La Florida: Five Hundred Years of Hispanic Presence
Edited by Viviana Díaz Balsera and Rachel A. May
Commemorating Juan Ponce de León’s landfall on the Atlantic coast of Florida, this ambitious volume explores five centuries of Hispanic presence in the New World peninsula, reflecting on the breadth and depth of encounters between the different lands and cultures.
Beginning with an examination of the first and second Spanish periods, leading experts in a range of fields discuss a time when La Florida was an elusive possession never completely secured by the Spaniards whose influence would nonetheless leave an indelible mark on the land.

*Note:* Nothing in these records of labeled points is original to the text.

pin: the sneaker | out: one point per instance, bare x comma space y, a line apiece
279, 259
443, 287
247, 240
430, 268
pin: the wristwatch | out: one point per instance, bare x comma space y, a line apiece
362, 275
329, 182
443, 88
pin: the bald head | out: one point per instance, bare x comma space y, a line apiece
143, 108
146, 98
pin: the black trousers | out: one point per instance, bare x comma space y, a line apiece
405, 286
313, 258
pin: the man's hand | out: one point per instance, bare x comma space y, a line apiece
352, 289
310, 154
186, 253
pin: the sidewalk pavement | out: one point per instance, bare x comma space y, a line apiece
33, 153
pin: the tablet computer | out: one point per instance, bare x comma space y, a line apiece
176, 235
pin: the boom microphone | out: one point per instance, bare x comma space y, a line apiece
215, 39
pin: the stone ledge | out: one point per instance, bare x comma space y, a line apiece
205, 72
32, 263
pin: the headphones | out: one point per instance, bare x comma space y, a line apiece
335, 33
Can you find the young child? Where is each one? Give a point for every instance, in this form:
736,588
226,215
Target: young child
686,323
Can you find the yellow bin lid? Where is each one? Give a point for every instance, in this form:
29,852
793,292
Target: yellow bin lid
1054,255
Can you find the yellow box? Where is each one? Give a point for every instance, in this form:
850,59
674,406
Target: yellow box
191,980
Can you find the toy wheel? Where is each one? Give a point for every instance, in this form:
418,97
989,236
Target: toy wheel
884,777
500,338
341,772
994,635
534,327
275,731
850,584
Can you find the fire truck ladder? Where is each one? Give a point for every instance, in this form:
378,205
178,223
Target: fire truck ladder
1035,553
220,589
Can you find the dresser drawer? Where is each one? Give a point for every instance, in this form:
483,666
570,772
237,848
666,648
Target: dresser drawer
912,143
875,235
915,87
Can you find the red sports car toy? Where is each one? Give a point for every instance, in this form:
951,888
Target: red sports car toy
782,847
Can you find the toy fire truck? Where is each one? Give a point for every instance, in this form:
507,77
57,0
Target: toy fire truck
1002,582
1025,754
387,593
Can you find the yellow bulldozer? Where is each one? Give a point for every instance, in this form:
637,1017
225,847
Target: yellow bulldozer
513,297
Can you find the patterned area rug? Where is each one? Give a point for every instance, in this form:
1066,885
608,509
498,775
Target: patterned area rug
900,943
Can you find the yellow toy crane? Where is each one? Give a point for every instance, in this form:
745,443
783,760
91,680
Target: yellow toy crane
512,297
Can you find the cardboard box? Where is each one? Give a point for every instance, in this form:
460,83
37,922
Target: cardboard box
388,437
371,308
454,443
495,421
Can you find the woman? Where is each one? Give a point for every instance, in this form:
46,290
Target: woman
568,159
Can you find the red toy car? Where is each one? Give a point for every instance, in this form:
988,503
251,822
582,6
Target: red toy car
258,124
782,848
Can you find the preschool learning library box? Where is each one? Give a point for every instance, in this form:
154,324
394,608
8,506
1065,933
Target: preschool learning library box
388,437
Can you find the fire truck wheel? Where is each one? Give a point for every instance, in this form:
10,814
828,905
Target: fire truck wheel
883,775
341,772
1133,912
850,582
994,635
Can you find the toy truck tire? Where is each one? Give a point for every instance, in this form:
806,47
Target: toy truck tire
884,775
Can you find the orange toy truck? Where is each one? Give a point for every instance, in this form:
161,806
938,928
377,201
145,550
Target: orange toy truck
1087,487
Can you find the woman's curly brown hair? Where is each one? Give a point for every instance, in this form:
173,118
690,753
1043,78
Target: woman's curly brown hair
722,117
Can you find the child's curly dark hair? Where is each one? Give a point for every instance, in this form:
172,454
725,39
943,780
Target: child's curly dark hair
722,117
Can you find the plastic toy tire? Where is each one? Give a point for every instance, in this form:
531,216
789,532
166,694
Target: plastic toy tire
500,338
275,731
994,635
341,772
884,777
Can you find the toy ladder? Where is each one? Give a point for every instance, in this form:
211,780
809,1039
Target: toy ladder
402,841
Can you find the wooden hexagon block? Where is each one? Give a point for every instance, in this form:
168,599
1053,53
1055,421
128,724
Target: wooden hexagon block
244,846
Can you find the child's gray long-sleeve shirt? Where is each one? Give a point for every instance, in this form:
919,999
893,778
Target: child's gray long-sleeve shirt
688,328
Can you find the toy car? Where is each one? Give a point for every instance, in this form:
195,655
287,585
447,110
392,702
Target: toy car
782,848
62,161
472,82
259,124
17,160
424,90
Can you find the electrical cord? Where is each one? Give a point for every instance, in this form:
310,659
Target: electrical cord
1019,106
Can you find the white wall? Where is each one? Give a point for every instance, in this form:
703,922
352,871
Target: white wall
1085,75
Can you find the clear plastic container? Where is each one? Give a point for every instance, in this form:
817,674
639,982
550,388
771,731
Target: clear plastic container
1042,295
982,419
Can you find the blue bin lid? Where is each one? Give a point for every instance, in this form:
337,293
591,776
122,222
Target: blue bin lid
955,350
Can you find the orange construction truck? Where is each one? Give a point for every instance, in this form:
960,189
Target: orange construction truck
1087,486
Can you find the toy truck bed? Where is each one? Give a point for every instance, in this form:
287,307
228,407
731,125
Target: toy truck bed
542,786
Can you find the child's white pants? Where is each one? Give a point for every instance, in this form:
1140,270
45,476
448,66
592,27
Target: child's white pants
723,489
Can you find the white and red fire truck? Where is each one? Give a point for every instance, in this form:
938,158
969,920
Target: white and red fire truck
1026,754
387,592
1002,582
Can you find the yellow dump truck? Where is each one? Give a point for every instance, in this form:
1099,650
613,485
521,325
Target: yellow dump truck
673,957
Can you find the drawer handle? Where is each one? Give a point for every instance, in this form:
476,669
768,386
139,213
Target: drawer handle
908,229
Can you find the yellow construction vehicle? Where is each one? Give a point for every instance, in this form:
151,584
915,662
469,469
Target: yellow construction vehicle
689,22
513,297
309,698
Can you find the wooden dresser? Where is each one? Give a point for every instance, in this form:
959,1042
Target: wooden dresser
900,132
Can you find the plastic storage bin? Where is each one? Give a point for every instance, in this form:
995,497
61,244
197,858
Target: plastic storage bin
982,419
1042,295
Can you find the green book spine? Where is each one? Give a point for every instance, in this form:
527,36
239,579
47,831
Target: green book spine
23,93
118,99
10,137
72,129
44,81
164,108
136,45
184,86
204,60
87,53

The second half of this volume highlights the Hispanic cultural legacy, politics, and current history of Florida, expanding on the state’s role as a modern transatlantic railroad.
Melding history, literature, anthropology, music, culture, and sociology, La Florida is a unique presentation of the Hispanic roots that run deep in Florida’s past and present and will assuredly shape its future.
Viviana Díaz Balsera, professor of Spanish at the University of Miami, is the author of The Pyramid under the Cross and Calderón y las quimeras de la Culpa. Rachel A. May, professor of Latin American and Caribbean studies and director of the Institute for the Study of Latin America and the Caribbean at the University of South Florida, is the author of Terror in the Countryside.